2018-01-02 Thread Russ Allbery
mqu...@neosmart.net writes:

> In particular, `ls` output (both in regular and `-l` modes) wraps in
> single quotes the names of files that contain special characters (or, at
> least, a parenthesis), meaning its output is not an accurate reflection
> of the actual contents of the directory.

This was an upstream change in coreutils 8.25, not something specific to
Debian:

  ls now quotes file names unambiguously and appropriate for use in a shell,
  when outputting to a terminal.

Whatever one's opinion of the merits of that upstream change, I think it's
unlikely Debian will want to diverge from upstream behavior for a package
as central as coreutils and a command as central as ls.

-- 
Russ Allbery (r...@debian.org)   



Bug#886173: general: ls quotes results with special characters in its output

2018-01-02 Thread Mahmoud Al-Qudsi
On Tue, Jan 2, 2018 at 3:26 PM, Ben Hutchings  wrote:
> The output of ls on a terminal has never, in general, been an accurate
> reflection of the contents of a directory.  Consider that filenames can
> contain *any* byte value other than '\0' or '/', so including carriage
> return, newline, backspace and escape characters.

Yes, but those are not characters one would reasonably expect to encounter in
a filename or at least would only run into them when expecting to find them
there, whereas one may often run `ls` to see if they correctly escaped the
output of a command (for instance).

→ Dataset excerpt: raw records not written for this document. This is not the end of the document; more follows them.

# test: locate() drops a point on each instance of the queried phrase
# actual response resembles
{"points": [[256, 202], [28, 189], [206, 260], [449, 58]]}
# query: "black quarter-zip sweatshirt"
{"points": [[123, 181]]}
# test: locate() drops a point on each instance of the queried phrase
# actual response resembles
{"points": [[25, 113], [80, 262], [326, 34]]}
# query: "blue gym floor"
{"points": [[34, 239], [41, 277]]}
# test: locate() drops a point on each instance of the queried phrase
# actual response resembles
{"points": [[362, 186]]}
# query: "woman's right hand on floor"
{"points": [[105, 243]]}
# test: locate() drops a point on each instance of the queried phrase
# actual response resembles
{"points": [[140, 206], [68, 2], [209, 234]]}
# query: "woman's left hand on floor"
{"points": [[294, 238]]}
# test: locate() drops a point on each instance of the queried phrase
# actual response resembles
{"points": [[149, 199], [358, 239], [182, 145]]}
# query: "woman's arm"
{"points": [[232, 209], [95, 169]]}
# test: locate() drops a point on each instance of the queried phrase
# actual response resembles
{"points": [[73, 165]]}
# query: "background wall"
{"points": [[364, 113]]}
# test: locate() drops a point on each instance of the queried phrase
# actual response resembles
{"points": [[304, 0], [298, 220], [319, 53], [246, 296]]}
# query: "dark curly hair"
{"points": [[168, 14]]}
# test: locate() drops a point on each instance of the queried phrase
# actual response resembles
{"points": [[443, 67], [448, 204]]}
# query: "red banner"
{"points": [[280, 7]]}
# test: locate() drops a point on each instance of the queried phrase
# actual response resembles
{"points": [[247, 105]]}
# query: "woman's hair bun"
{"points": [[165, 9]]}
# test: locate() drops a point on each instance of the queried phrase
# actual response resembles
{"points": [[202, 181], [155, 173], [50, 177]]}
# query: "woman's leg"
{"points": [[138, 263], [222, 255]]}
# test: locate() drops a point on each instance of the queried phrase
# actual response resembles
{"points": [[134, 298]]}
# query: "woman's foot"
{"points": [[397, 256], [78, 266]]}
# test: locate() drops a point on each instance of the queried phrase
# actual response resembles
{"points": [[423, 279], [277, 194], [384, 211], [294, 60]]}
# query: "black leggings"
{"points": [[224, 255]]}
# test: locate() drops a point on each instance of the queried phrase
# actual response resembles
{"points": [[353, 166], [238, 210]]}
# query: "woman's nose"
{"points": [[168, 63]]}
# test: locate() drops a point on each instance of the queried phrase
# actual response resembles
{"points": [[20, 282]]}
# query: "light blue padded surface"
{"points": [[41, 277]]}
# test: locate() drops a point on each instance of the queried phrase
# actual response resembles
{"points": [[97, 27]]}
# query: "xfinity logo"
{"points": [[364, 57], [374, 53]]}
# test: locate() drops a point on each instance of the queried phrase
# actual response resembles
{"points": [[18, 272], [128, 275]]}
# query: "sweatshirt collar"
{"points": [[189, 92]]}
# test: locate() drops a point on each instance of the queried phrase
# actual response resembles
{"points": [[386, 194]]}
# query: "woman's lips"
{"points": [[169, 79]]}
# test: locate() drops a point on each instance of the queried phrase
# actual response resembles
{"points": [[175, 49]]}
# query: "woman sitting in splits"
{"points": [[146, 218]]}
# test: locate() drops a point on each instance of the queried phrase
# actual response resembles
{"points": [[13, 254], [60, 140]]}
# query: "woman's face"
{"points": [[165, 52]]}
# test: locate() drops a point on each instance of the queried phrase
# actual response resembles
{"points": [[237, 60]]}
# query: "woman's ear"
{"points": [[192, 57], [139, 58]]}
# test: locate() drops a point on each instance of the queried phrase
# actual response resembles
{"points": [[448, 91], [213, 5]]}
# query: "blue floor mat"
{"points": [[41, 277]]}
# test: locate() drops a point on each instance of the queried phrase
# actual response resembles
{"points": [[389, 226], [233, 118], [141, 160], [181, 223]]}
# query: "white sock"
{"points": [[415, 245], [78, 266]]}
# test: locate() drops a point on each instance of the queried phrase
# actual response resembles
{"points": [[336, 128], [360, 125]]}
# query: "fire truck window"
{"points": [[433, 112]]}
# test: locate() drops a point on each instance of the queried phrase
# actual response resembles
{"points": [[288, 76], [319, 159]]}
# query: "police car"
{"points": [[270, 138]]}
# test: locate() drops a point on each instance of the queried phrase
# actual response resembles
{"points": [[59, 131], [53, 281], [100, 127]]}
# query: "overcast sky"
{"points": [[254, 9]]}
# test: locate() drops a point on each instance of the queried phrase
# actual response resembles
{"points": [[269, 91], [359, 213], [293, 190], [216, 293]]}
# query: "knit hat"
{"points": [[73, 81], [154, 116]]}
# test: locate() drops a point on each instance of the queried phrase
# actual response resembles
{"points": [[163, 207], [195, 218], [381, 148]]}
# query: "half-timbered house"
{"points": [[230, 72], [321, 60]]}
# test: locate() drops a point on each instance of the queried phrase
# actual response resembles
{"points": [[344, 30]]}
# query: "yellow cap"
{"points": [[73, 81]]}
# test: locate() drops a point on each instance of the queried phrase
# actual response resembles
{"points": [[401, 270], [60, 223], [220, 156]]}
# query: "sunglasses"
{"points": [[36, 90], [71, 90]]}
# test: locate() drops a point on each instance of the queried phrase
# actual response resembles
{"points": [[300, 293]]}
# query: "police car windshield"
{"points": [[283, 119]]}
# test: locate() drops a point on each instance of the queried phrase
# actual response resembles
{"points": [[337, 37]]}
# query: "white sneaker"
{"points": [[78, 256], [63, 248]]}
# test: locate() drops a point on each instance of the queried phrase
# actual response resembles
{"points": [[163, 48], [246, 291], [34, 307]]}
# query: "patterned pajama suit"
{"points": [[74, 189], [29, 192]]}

Both `(` and `'` are commonly found in
document names, too.

> ls also uses multiple columns by default, but without quoting you can't
> generally tell where the columns are, e.g. is:
>
> aa  ba  ca ab  bb  cb
>
> a list of 6 two-letter filenames, or 2 filenames with spaces in, or
> something else again?

This is a carefully chosen example where all entries have the same length; in
a more realistic context, column spacing can easily be determined in the
presence of entries of varying widths. Note that I specifically pointed out
the broken behavior of `ls -l`, including the revered `ls -ahltr`

> I think that the behaviour of single-quoting is very consistent across
> shells, in part because it is specified by POSIX.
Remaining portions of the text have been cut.